Beatrice rarely leaves the garden, tending the beautiful plants there with extreme diligence and an intriguing sort of intimacy. From the window of his quarters, Guasconti falls in love with her, though he notices that fresh flowers wither in her presence, and an insect dies when it touches her skin.

Guasconti pays his housekeeper to show him a secret path into the garden. Beatrice is even more beautiful up close. The two young people continue to meet more frequently and Guasconti falls more deeply in love. As he makes more and more visits to the garden, Guasconti notices that he’s becoming poison. Plants die in his hands.

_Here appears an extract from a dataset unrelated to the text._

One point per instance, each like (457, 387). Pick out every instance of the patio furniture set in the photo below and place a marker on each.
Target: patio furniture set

Baglioni explains to Guasconti that Rappaccini has raised his daughter around poisons, part of his research, and as a result, Beatrice herself has become poisonous. Beatrice implores Guasconti to see her for who she truly is—an innocent, loving person trapped inside the poisonous exterior.

Guasconti receives from Baglioni an antidote they believe will cure Beatrice of her condition. However, instead of curing her, the antidote kills her.

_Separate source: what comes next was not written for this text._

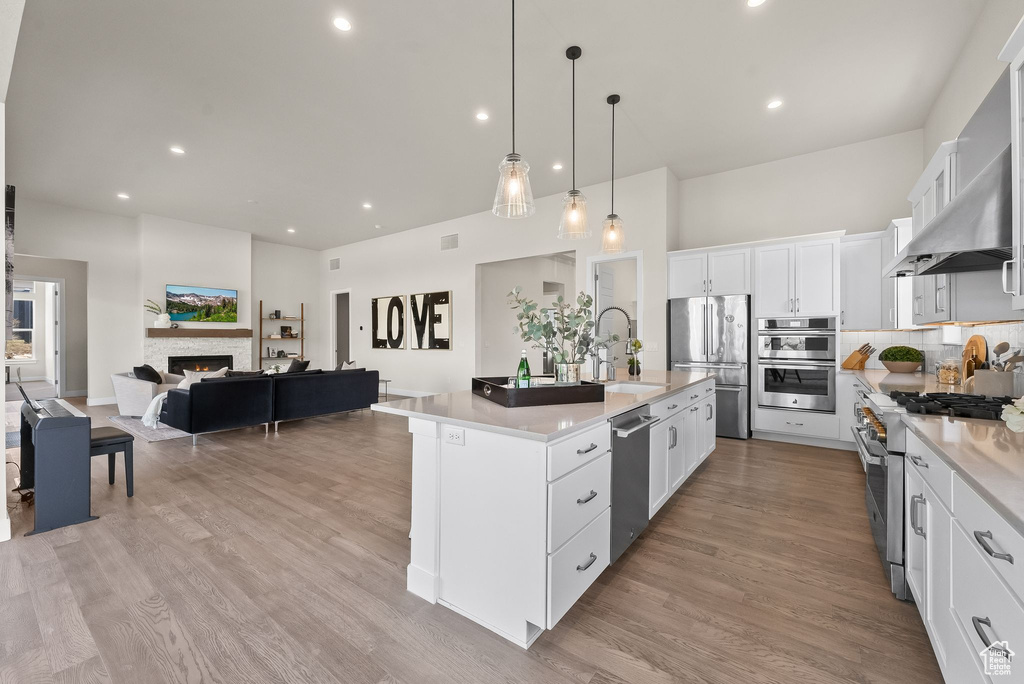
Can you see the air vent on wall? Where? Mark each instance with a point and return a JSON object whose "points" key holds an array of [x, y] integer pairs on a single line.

The themes in this story revolve around two sets of extremes. The first pair, beauty and corruption, are encapsulated in both the garden and Beatrice. In each case, outward beauty hides danger. Additionally, the danger presented by both is not a fault of their own. The plants are both beautiful and poisonous by their very nature, and Beatrice’s upbringing at the hands of her father have made her dangerous.

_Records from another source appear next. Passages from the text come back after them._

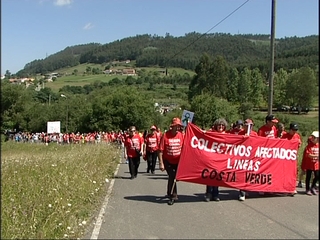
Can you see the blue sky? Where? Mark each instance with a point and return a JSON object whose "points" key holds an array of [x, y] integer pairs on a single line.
{"points": [[33, 29]]}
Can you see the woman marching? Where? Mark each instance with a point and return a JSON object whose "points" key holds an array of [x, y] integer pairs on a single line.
{"points": [[212, 192], [152, 141], [169, 156]]}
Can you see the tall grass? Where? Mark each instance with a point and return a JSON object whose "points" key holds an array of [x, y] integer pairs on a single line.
{"points": [[52, 191]]}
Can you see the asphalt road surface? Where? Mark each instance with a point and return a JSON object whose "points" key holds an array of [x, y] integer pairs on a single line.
{"points": [[137, 209]]}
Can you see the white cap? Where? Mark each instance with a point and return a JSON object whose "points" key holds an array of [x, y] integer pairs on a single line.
{"points": [[315, 133]]}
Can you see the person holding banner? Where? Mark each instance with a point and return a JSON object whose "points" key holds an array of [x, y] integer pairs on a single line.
{"points": [[133, 149], [248, 128], [152, 144], [212, 192], [247, 131], [310, 163], [238, 127], [292, 135], [169, 155], [269, 130], [280, 130]]}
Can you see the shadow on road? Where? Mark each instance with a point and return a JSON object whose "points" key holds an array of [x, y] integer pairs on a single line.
{"points": [[163, 199]]}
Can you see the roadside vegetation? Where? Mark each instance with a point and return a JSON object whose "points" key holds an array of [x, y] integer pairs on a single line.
{"points": [[53, 192]]}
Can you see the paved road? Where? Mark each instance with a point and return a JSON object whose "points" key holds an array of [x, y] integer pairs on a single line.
{"points": [[137, 209]]}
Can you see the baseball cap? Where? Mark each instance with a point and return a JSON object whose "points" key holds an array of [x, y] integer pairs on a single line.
{"points": [[239, 122], [248, 122], [271, 118], [175, 122], [294, 126], [315, 134]]}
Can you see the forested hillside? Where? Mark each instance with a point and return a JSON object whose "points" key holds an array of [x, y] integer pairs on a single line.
{"points": [[240, 51]]}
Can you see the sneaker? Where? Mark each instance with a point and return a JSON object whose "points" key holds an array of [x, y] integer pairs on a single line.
{"points": [[171, 202], [242, 198], [216, 199], [314, 191], [309, 193], [207, 197]]}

The second pair, science and humanity, is represented by Rappaccini. Here his science has completely overwhelmed his sense of humanity. As a result, his daughter is doomed. Still, science isn’t inherently bad. Its application, however, can be used for evil, even if the intent of the scientist is not purely evil. Failing to adequately understand the nature of one’s scientific advancements can result in terrible things happening, especially if one ignores science’s human toll.

“Rappaccini’s Daughter” has influenced several other works of literature, including operas and plays. The story has been adapted to film and radio, as well. Additionally, a small handful of comic book characters have been inspired by the story.